# Text Generation with Neural Networks
we will be using RNN(Recurrent Neural Networks)

## RNN:
A recurrent neural network (RNN) is a class of artificial neural networks where connections between nodes form a directed graph along a temporal sequence. This allows it to exhibit temporal dynamic behavior. Derived from feedforward neural networks, RNNs can use their internal state (memory) to process variable length sequences of inputs.

## LSTM
Long Short-Term Memory (LSTM) networks are a type of recurrent neural network capable of learning order dependence in sequence prediction problems. This is a behavior required in complex problem domains like machine translation, speech recognition, and more.


## DATA 
we are using Moby Dick's first four chapter for text generation.
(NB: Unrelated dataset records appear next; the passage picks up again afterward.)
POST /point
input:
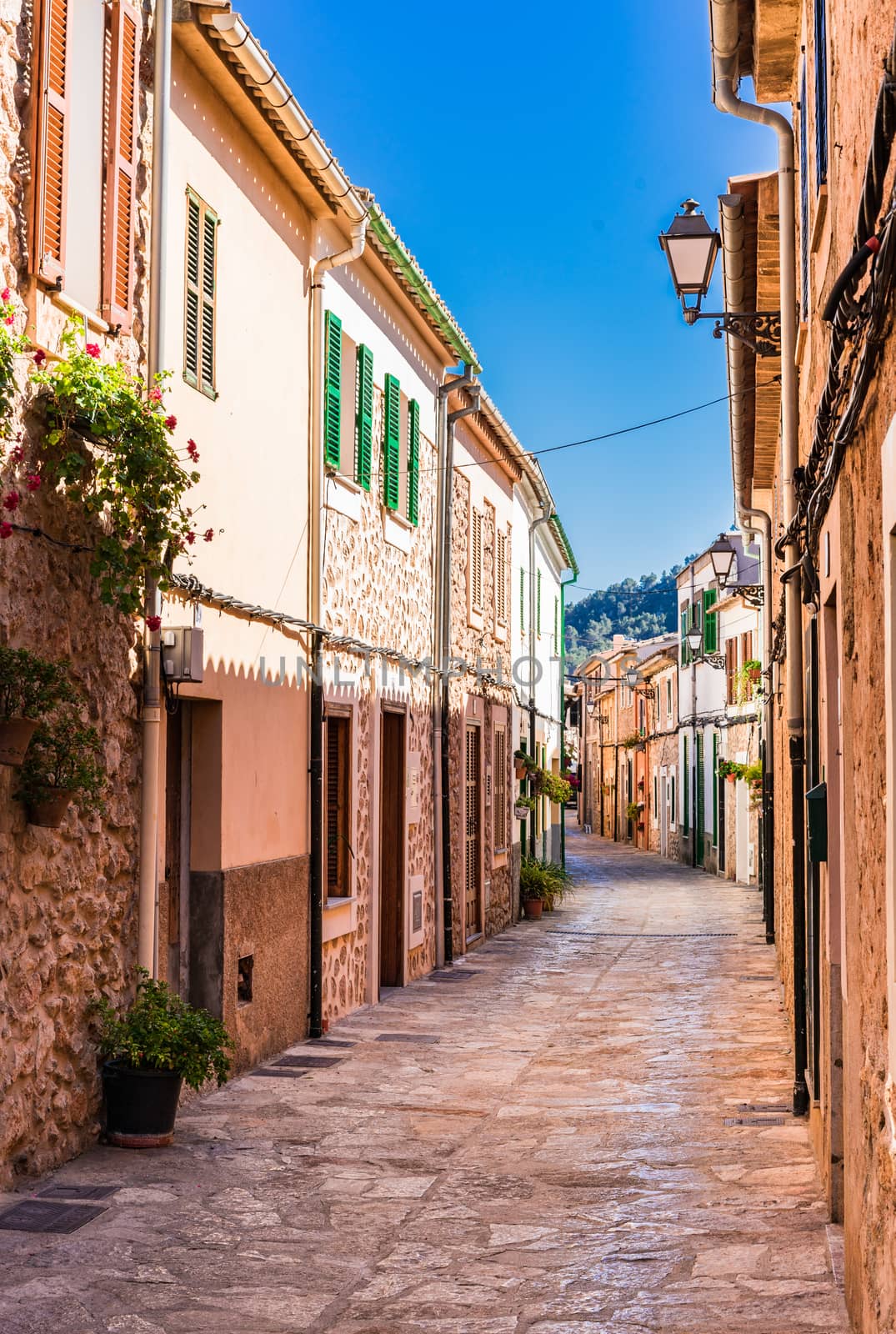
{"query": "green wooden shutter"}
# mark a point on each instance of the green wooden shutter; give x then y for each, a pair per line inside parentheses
(413, 459)
(193, 297)
(364, 419)
(709, 622)
(391, 442)
(333, 387)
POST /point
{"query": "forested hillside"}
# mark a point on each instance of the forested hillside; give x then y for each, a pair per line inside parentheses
(635, 607)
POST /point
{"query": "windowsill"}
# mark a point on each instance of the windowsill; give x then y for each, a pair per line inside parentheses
(343, 495)
(398, 530)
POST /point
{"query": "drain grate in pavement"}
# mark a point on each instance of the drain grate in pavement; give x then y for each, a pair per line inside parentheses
(647, 935)
(273, 1073)
(43, 1216)
(406, 1037)
(307, 1062)
(753, 1121)
(62, 1191)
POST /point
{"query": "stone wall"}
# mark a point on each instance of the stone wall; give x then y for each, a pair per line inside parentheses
(68, 920)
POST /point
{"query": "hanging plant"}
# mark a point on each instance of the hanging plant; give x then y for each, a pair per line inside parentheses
(63, 765)
(108, 444)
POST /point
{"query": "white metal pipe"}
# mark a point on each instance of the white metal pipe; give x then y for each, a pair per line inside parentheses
(151, 711)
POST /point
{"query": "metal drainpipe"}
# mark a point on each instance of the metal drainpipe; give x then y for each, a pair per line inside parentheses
(533, 524)
(151, 711)
(744, 515)
(724, 26)
(444, 651)
(316, 574)
(563, 702)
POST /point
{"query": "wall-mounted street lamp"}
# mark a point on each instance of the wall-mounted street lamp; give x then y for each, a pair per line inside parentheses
(724, 559)
(691, 247)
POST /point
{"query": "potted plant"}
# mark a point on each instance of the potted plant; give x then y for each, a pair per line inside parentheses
(29, 687)
(151, 1049)
(533, 887)
(63, 765)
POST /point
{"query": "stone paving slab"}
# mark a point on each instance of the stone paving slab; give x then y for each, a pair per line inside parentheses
(555, 1164)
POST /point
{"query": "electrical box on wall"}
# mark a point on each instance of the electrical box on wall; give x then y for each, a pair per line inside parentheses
(182, 654)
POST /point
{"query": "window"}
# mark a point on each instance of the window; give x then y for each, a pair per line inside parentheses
(87, 73)
(476, 560)
(199, 298)
(500, 578)
(391, 442)
(499, 807)
(339, 850)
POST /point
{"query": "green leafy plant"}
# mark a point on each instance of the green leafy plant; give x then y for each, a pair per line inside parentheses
(63, 757)
(160, 1031)
(33, 686)
(109, 444)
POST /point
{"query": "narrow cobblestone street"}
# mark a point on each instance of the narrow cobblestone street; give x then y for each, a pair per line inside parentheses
(539, 1149)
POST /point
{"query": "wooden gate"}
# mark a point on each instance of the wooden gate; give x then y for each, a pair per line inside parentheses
(473, 834)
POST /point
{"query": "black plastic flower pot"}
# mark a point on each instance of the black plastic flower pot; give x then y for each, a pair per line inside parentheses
(140, 1106)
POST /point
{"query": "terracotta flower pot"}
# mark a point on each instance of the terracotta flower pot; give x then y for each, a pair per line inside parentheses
(51, 811)
(15, 734)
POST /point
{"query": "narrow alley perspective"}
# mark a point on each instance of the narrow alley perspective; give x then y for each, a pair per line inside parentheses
(582, 1129)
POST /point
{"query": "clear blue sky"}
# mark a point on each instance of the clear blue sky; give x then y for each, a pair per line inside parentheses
(529, 166)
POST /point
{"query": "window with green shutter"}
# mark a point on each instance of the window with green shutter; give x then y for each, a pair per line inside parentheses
(333, 387)
(413, 459)
(199, 295)
(709, 622)
(364, 418)
(391, 442)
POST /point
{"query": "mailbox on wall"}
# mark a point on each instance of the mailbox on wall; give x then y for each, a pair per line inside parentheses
(816, 810)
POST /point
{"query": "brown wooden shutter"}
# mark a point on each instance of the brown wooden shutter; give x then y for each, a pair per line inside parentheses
(51, 167)
(120, 164)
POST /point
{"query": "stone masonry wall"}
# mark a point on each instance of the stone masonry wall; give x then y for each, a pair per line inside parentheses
(68, 897)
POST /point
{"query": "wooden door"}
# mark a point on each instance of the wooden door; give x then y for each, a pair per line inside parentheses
(173, 946)
(473, 842)
(393, 851)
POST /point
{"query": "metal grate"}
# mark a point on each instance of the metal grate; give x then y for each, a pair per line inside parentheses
(62, 1191)
(308, 1062)
(406, 1037)
(753, 1121)
(43, 1216)
(273, 1073)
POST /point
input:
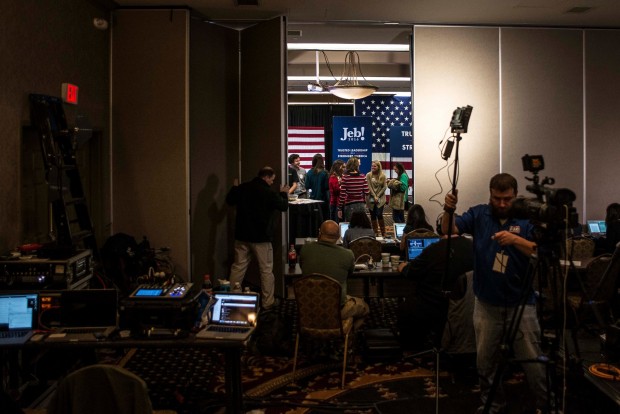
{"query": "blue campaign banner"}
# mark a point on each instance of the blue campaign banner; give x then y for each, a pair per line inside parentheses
(401, 144)
(352, 136)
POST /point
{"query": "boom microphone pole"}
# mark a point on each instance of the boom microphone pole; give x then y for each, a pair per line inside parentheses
(458, 125)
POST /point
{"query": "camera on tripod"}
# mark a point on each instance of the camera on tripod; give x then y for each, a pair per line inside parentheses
(552, 207)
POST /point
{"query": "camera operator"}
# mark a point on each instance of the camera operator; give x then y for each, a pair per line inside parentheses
(502, 246)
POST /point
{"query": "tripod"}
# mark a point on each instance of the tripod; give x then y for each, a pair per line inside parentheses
(538, 265)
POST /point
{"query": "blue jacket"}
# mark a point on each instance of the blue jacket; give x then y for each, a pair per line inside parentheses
(490, 286)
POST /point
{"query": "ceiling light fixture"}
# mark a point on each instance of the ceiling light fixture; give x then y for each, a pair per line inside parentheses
(360, 47)
(349, 87)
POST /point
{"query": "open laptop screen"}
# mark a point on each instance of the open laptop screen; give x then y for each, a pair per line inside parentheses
(398, 230)
(416, 245)
(88, 307)
(17, 310)
(235, 309)
(597, 227)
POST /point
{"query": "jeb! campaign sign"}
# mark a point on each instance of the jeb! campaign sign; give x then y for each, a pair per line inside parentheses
(352, 136)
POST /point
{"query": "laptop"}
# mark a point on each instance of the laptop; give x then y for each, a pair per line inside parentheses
(18, 316)
(233, 316)
(415, 245)
(399, 228)
(597, 228)
(344, 226)
(86, 315)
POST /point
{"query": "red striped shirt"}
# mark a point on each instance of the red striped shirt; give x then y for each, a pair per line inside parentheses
(353, 189)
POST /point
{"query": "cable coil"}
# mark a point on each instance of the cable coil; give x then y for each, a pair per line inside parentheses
(605, 371)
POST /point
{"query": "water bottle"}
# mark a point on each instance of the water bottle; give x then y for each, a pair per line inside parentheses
(203, 301)
(292, 256)
(207, 285)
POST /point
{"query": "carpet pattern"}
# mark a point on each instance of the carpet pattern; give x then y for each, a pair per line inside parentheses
(192, 380)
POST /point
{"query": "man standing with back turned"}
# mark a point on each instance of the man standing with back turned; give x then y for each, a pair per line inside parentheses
(502, 248)
(256, 206)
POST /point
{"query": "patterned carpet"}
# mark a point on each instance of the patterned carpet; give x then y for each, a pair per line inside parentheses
(192, 380)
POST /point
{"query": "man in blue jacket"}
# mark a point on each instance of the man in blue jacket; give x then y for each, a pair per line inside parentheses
(502, 248)
(256, 206)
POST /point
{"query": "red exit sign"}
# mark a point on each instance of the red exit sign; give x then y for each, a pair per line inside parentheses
(69, 93)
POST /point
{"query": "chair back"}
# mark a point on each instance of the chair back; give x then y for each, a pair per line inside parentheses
(366, 245)
(318, 305)
(579, 248)
(593, 276)
(606, 286)
(101, 389)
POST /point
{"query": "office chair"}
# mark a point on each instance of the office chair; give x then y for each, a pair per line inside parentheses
(579, 248)
(592, 308)
(318, 312)
(101, 389)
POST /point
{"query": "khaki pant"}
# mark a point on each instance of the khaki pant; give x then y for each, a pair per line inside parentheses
(264, 255)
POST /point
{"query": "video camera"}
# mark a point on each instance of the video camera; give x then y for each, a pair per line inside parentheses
(460, 119)
(552, 207)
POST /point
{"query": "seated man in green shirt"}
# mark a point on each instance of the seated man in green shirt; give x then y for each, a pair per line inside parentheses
(329, 259)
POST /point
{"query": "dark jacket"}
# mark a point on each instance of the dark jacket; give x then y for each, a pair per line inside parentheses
(256, 204)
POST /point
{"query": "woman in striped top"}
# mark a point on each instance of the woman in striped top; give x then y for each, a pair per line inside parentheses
(335, 176)
(353, 190)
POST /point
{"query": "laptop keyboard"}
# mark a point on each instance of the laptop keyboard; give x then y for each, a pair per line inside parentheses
(227, 329)
(13, 334)
(82, 330)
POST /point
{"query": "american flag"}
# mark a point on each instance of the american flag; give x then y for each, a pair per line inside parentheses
(306, 141)
(386, 112)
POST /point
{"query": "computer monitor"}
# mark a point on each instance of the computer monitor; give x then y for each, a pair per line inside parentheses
(344, 226)
(597, 228)
(415, 245)
(398, 230)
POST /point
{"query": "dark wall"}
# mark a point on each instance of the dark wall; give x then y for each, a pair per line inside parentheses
(42, 45)
(214, 144)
Moby Dick is Novel by Herman Melville.

### Import Tools and load data

In [2]:
import numpy as np
import pandas as pd
import spacy
nlp=spacy.load("en_core_web_lg",disable=['parser','tagger','ner'])

  _np_qint8 = np.dtype([("qint8", np.int8, 1)])
  _np_quint8 = np.dtype([("quint8", np.uint8, 1)])
  _np_qint16 = np.dtype([("qint16", np.int16, 1)])
  _np_quint16 = np.dtype([("quint16", np.uint16, 1)])
  _np_qint32 = np.dtype([("qint32", np.int32, 1)])
  np_resource = np.dtype([("resource", np.ubyte, 1)])


In [7]:
nlp.max_length

1000000

In [11]:
## create a function which will seperate punctuations from the doc file
def seperate_punc(doc_file):
    return [token.text.lower() for token in nlp(doc_file) if token.text not in '\n\n \n\n\n!"-#$%&()--.*+,-/:;<=>?@[\\]^_`{|}~\t\n ']

In [12]:
with open("moby_dick_four_chapters.txt") as f:
    doc=f.read()

In [13]:
tokens=seperate_punc(doc)







In [14]:
len(tokens)

11338

In [15]:
tokens[:15]

['call',
 'me',
 'ishmael',
 'some',
 'years',
 'ago',
 'never',
 'mind',
 'how',
 'long',
 'precisely',
 'having',
 'little',
 'or',
 'no']

## Create Sequences of tokens

In [16]:
# organise into sequences of tokens
train_len=25+1

# empty list of sequences
text_sequences=[]

for i in range(train_len,len(tokens)):
    seq=tokens[i-train_len:i]
    
    text_sequences.append(seq)

In [17]:
type(text_sequences)

list

In [18]:
text_sequences[0:2]

[['call',
  'me',
  'ishmael',
  'some',
  'years',
  'ago',
  'never',
  'mind',
  'how',
  'long',
  'precisely',
  'having',
  'little',
  'or',
  'no',
  'money',
  'in',
  'my',
  'purse',
  'and',
  'nothing',
  'particular',
  'to',
  'interest',
  'me',
  'on'],
 ['me',
  'ishmael',
  'some',
  'years',
  'ago',
  'never',
  'mind',
  'how',
  'long',
  'precisely',
  'having',
  'little',
  'or',
  'no',
  'money',
  'in',
  'my',
  'purse',
  'and',
  'nothing',
  'particular',
  'to',
  'interest',
  'me',
  'on',
  'shore']]

In [19]:
' '.join(text_sequences[0])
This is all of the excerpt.